A Refinement of Vapnik--Chervonenkis' Theorem

TL;DR

This paper refines Vapnik--Chervonenkis' theorem by replacing Hoeffding's inequality with a normal approximation, resulting in a sharper estimate for the rate of uniform convergence of empirical to theoretical probabilities.

Contribution

It introduces a normal approximation approach with Berry--Esseen bounds to improve the classical VC theorem's convergence rate estimates.

Findings

Achieves a moderate-deviation sharpening of the VC estimate

Provides explicit error control via Berry--Esseen bounds

Introduces a new probabilistic technique for VC analysis

Abstract

Vapnik--Chervonenkis' theorem is a seminal result in machine learning.
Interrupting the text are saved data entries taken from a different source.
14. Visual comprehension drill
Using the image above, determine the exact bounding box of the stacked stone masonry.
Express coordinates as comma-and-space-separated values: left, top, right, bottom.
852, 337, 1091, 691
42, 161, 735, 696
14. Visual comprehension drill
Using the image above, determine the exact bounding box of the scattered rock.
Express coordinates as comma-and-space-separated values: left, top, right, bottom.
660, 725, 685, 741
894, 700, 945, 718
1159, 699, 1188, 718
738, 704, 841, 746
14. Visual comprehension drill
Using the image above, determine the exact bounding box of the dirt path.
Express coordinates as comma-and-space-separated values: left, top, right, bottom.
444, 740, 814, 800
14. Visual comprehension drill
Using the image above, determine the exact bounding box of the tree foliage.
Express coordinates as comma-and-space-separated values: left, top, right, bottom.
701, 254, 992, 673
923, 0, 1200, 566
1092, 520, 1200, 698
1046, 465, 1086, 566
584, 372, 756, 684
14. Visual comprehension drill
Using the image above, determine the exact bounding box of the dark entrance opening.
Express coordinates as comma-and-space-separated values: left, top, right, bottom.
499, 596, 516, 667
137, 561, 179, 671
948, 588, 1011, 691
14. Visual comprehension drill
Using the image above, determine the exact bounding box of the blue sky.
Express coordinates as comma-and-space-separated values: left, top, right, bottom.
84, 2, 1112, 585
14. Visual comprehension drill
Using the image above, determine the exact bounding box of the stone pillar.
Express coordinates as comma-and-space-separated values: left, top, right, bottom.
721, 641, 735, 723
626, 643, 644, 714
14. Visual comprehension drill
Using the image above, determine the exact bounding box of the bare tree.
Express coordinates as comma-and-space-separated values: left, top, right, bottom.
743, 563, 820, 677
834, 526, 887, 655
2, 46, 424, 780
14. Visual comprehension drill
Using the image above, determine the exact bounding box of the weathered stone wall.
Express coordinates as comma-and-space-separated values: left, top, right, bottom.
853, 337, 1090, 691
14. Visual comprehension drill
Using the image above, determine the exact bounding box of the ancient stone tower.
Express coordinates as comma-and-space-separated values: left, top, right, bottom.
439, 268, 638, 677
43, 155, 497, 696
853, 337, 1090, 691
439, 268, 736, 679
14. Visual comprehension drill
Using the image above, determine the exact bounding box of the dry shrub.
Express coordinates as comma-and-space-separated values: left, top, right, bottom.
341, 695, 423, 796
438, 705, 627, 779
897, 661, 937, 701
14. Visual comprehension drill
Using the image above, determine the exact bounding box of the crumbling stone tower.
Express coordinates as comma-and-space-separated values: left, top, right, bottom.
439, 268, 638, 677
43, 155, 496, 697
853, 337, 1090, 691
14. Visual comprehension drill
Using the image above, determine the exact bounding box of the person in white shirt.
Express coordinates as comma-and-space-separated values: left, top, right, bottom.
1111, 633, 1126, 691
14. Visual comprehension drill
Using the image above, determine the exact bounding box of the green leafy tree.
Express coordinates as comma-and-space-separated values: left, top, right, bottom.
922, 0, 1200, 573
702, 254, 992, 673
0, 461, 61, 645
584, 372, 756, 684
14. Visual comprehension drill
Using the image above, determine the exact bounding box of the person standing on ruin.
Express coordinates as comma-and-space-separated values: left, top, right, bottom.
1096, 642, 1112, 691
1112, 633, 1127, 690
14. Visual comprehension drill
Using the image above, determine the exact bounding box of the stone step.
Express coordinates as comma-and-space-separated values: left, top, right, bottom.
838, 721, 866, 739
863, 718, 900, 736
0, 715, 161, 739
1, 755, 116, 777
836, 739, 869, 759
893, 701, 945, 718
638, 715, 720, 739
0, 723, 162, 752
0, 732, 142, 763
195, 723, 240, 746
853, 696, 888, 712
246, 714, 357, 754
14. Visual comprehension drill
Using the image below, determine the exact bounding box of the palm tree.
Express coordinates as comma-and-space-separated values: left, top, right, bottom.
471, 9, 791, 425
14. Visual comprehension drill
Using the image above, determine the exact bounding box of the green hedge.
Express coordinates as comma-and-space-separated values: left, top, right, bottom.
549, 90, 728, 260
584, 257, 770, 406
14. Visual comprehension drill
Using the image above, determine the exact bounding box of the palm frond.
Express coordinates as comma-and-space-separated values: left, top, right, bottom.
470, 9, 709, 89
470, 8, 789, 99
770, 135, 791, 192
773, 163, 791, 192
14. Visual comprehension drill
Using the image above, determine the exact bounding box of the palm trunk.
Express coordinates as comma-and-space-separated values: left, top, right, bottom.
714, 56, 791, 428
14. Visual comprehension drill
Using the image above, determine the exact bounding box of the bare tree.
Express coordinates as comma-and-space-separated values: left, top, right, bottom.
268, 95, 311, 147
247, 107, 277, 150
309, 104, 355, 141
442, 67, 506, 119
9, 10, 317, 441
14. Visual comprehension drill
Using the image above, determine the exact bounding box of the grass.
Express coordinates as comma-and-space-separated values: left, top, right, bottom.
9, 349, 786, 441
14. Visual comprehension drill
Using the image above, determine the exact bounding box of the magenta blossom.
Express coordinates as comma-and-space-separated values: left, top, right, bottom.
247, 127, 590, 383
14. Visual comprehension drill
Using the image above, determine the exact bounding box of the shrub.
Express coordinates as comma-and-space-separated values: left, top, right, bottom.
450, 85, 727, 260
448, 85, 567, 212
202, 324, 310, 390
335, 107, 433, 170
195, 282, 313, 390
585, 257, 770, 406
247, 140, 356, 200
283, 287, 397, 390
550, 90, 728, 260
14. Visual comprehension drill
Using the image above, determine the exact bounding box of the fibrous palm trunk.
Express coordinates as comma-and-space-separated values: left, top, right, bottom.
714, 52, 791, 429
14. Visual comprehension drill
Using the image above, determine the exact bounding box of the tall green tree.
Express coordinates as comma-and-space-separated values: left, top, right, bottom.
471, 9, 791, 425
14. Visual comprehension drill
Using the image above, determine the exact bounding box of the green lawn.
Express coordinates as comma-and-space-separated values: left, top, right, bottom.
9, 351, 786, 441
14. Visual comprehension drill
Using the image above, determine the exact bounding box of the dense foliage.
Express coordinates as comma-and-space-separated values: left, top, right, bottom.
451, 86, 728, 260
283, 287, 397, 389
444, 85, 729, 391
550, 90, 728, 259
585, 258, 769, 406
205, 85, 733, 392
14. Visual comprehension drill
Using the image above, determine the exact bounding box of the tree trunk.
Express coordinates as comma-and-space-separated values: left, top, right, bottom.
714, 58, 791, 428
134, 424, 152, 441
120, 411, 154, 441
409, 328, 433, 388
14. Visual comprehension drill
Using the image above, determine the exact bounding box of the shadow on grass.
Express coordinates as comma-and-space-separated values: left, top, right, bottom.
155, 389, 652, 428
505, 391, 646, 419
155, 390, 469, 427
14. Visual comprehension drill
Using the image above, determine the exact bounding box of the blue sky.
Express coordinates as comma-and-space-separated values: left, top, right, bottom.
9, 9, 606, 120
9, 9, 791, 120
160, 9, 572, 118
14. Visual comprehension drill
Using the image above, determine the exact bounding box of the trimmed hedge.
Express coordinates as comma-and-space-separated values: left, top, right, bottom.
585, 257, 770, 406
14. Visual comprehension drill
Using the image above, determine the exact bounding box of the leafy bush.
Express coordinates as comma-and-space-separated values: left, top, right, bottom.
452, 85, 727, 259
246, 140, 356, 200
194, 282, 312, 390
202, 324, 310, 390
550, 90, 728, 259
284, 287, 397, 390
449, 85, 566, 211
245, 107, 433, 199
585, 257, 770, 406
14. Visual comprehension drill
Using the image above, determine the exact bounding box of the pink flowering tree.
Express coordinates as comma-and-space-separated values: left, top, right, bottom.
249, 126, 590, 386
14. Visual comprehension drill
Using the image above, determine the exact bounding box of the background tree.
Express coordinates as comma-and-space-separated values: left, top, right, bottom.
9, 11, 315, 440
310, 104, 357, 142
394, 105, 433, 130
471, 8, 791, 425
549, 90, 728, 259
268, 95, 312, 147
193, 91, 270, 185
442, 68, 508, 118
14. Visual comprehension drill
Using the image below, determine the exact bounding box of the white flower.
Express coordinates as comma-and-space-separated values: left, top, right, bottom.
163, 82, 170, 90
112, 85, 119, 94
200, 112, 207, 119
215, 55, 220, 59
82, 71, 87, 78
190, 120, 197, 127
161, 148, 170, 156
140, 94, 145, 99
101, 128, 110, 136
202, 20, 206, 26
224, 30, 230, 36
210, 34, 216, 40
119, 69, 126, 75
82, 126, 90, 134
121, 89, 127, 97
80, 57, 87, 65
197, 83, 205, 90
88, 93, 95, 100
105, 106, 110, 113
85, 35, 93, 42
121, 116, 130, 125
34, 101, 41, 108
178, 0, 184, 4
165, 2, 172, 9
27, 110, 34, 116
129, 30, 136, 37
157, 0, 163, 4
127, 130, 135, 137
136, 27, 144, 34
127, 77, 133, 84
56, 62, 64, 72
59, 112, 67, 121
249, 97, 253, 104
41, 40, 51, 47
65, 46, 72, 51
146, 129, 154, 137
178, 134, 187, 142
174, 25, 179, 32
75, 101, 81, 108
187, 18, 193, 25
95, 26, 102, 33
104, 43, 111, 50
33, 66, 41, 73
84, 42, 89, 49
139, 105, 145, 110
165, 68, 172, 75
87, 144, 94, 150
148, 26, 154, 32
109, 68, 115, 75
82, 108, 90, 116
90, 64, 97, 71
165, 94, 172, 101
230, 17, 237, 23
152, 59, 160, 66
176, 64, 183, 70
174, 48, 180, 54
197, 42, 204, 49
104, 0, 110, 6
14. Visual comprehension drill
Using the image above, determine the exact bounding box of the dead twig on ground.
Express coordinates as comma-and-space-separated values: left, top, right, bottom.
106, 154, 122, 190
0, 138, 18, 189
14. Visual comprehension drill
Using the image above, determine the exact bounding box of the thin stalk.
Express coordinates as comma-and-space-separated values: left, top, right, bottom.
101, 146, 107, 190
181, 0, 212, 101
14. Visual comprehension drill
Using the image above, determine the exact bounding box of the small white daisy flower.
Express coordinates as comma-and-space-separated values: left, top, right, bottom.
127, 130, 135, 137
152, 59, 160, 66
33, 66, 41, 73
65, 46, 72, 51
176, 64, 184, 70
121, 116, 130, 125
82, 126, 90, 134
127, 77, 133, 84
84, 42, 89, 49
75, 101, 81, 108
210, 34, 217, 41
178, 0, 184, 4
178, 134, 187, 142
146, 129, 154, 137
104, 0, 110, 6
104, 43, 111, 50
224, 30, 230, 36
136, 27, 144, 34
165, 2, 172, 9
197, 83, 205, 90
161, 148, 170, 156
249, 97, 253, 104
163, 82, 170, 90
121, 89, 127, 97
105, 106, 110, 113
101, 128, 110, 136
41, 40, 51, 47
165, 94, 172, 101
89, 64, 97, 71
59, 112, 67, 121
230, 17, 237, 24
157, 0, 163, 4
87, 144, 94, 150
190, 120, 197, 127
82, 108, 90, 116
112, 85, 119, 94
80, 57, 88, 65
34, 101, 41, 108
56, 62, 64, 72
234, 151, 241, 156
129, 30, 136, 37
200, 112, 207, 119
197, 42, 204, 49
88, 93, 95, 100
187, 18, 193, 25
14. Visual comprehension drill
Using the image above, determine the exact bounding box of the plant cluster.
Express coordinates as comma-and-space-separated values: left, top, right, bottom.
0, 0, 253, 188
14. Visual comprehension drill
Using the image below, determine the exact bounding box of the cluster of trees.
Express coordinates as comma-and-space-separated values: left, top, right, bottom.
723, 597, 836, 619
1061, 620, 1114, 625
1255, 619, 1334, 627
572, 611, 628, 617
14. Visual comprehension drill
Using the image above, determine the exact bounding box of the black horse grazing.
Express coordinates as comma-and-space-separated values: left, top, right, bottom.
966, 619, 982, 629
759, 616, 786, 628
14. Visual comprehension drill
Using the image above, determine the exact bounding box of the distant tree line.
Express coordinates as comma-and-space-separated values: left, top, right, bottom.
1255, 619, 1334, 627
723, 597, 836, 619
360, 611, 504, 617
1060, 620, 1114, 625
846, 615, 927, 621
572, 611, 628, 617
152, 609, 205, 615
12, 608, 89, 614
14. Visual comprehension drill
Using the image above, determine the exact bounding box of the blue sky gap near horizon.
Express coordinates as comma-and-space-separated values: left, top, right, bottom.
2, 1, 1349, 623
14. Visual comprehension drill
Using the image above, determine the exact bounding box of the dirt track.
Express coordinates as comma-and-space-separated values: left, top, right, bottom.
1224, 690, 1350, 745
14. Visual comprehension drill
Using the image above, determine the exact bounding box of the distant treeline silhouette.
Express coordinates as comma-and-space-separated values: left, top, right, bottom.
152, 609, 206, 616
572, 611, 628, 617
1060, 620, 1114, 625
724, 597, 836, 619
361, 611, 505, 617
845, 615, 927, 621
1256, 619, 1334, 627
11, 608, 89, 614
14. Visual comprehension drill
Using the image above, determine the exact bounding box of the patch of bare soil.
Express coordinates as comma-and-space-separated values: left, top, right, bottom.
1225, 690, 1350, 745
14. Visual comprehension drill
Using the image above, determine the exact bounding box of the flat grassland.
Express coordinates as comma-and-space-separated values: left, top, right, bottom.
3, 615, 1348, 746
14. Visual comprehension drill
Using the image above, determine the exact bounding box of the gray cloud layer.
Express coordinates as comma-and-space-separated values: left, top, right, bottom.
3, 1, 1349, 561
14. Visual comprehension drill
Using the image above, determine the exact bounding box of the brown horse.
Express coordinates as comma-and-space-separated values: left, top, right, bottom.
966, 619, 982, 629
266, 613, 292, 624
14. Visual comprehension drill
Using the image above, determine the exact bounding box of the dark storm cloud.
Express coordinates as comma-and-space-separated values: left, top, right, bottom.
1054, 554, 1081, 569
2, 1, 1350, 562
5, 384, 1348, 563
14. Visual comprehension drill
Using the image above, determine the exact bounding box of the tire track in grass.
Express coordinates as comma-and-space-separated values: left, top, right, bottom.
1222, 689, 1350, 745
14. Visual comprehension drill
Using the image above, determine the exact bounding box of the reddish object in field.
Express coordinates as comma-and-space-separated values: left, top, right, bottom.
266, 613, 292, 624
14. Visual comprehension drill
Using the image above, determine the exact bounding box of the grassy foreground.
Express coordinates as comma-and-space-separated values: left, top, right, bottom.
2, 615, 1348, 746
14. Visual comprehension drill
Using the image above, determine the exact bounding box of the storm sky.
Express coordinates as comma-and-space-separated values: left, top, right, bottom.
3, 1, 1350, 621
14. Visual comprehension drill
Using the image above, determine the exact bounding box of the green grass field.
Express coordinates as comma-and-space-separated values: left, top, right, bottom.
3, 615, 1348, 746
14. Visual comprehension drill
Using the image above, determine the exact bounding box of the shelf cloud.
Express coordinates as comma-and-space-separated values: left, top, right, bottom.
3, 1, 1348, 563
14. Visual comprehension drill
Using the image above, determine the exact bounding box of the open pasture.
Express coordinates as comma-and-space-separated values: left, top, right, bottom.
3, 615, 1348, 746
It establishes sufficient conditions for empirical probabilities to converge to theoretical probabilities, uniformly over families of events. It also provides an estimate for the rate of such uniform convergence. We revisit the probabilistic component of the classical argument. Instead of applying Hoeffding's inequality at the final step, we use a normal approximation with explicit Berry--Esseen error control. This yields a moderate-deviation sharpening of the usual VC estimate, with an additional factor of order $(\varepsilon\sqrt{n})^{-1}$ in the leading exponential term when $\varepsilon\sqrt{n}$ is large.